Il rinnovo del contratto scuola? Dipende dalle risorse in legge di bilancio. “Nell’ultimo incontro con i sindacati, l’Aran – spiega il nostro direttore Alessandro Giuliani – ha presentato le somme che riguardano la possibile sottoscrizione del contratto 2019-2022: si parla di 122 euro lordi di aumento per i docenti e 88 euro per gli Ata. Ma sono cifre legate alla vecchia legge di bilancio”. Perché i sindacati non firmano? Perché vorrebbero strappare di più per i loro associati, così si attardano alla firma in attesa di trattare sulle risorse nella nuova legge di bilancio. Questa, perlomeno, era la strategia fino ad oggi, nel contesto di un Governo in carica. Ma la caduta di Draghi cambia le carte in tavola e toglie la terra sotto i piedi delle sigle sindacali.

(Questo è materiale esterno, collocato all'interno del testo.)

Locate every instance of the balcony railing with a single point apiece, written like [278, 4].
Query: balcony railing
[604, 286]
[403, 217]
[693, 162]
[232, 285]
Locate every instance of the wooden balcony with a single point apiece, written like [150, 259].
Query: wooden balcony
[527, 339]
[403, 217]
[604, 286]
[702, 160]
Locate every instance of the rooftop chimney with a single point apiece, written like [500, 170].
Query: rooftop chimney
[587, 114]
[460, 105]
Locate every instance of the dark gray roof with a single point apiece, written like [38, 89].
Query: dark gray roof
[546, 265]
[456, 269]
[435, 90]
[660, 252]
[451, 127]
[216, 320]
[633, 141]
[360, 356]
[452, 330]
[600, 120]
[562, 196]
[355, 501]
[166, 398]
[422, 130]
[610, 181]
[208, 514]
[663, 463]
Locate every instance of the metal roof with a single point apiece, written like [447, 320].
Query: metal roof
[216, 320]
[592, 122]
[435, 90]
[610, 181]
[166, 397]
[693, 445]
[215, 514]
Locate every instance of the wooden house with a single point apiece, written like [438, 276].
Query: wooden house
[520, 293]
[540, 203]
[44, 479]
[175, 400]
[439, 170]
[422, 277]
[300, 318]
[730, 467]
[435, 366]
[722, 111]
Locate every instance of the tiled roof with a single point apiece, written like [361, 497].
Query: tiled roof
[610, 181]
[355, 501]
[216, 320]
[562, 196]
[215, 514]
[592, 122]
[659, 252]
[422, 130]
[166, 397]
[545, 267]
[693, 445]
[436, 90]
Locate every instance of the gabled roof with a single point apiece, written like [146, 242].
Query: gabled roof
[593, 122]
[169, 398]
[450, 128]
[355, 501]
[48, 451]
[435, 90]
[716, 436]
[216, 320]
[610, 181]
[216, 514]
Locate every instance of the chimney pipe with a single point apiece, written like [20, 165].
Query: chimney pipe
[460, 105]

Qual è il problema adesso? “Non sappiamo nulla della prossima legge di bilancio. Il problema è sostanziale: questo è il periodo nel quale i sindacati e in generale gli stakeholder interloquiscono col Governo per ciò che dovrà andare in legge di bilancio. Il punto è che il Governo che scriverà la legge di bilancio è diverso da quello di oggi. E dunque come si può trattare oggi sul nuovo contratto? Manca l’interlocutore”. Queste le preoccupazioni di Marco Campione, esperto di politiche scolastiche, nella diretta di Tecnica risponde LIVE del 21 luglio.
“Non a caso i sindacati hanno fatto di tutto per far sì che questo Governo non cadesse adesso, significa non avere interlocutore – continua Campione -. Io non voglio essere troppo pessimista, esiste una continuità amministrativa, però questo significa che riesci a portare a casa degli impegni dalla parte amministrativa, non puoi certo strappare impegni politici e portare tanti soldi in più sui contratti comporta strappare impegni politici”.
Cosa accadrà prossimamente, quindi? I sindacati potrebbero accettare le cifre di oggi, i 122 euro lordi di aumento per i docenti e gli 88 euro per gli Ata, chiudendo così la trattativa sul contratto 2019-2022; oppure potrebbero scegliere di navigare a vista, attendere il nuovo Governo (a ottobre) e riaprire una nuova partita, da zero, con il prossimo ministro dell’Istruzione e il prossimo presidente del Consiglio.